Posted: May 20, 2011 12:26 PM by Breanna Roy (KPAX News)
Updated: May 23, 2011 1:43 PM
MISSOULA - Hockey goalie Wesley Sink, 49, had the save of his life on March 3. Literally. He just finished a league game and was leading his team out to shake hands when he collapsed on the ice.
"I was talking to one of my teammates and the next thing I know I wake up in the hospital in the Emergency Room," Sink said.
The other people who were at the rink that Thursday night know what saved him. University of Montana student Maggie Roberts was keeping score. She is a certified volunteer Emergency Medical Technician and firefighter in her home state of Maryland. When Sink fell, Roberts, a physician and a trained Life Flight employee rushed out to him.
"The three of us just got in there and just started assessing him and getting his gear off and we got the phone call to 9-1-1 going," Roberts said.
She called for someone to grab the Automatic External Defibrillator (AED) she knew was on the wall.
"Within like 10 compressions we had the pads on and then started analyzing," she said. "It just happened so instantly that made the difference."
St. Patrick Hospital interventional cardiologist Dr. Mark Sanz said that shock saved Sink's life.
"He's a lucky man because normally these people, a good number of them, will pass away," Sanz said. "I would give congratulations to whoever decided to put a defibrillator out there. They saved his life."
That credit goes to Lynn Montgomery, a hockey player and Missoula physician, who died after suffering a sudden heart attack on the same ice in October 2008. The rink did not have a defibrillator back then. Now it does, in Montgomery's name.
That very device saved Sink.
"If it wouldn't have been for that, that would've been it," Sink said. "I mean, I would've been gone. It's very unfortunate what happened to him, but essentially his dying saved my life."

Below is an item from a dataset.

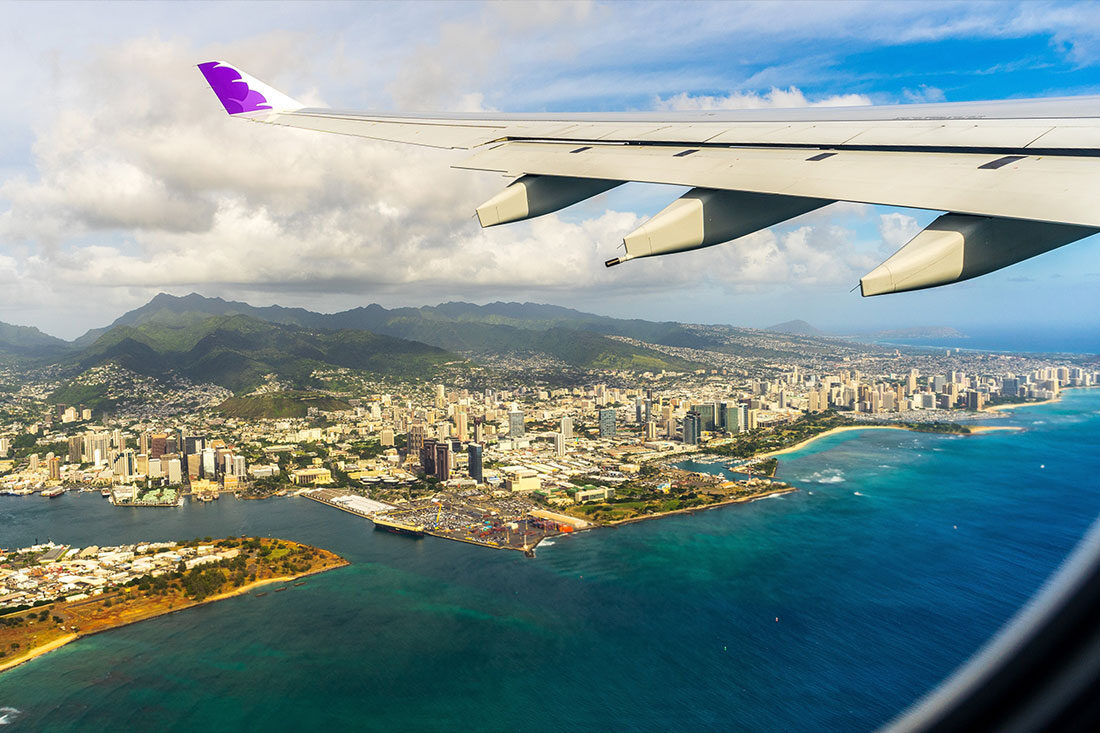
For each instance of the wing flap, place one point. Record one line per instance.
(1043, 188)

Sink's wife, Theresa, said she was grateful the heart attack happened at the rink. She also plays goalie and their two daughters, Rebecca and Sarah, play hockey, too. The family drives 100 miles to Missoula from Thompson Falls three times a week, on average, just to play hockey.
Theresa said Sink's outcome could have been very different if he went to cardiac arrest on the drive.

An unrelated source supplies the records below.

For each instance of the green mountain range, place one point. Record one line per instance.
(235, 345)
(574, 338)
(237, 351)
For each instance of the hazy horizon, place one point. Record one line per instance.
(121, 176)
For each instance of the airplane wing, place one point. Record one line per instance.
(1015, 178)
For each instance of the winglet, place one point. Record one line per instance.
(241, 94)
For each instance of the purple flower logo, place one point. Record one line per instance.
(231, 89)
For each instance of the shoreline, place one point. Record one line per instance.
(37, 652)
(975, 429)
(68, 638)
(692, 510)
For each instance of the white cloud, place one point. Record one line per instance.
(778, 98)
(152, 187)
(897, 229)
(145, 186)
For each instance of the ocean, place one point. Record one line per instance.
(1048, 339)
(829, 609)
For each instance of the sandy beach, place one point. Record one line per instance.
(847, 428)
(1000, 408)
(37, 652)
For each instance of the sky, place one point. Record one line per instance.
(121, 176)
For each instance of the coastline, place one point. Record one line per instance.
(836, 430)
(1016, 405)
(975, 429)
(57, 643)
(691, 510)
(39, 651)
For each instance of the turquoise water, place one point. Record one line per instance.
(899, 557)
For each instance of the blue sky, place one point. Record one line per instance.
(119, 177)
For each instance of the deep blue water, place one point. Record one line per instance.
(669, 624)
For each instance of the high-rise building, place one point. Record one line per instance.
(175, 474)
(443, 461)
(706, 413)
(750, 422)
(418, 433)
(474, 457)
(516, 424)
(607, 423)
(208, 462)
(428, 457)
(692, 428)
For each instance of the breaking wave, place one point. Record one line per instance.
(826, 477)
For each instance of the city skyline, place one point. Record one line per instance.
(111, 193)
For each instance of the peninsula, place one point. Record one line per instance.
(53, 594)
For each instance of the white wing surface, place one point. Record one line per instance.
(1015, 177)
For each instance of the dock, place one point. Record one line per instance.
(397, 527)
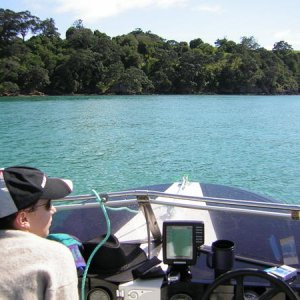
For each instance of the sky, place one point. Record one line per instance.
(268, 21)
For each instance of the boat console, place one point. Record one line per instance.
(173, 236)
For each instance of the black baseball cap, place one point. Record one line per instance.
(22, 187)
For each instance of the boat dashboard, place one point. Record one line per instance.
(180, 229)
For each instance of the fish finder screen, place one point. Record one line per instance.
(182, 240)
(179, 241)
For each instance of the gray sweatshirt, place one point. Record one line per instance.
(34, 268)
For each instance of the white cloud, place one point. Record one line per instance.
(210, 8)
(94, 10)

"I feel if it wouldn't have been for the crew here and that defibrillator, he wouldn't be alive today," she said. "I mean, this rink saved his life."
And hockey saved his heart.
"In fact, that's the first thing he asked the doctors," Rebecca said. "'Can I play hockey again?' The answer was, ‘You better. That saved your life.'"
One month later, Sink was already back on the ice. This time, he's the one doing the saving.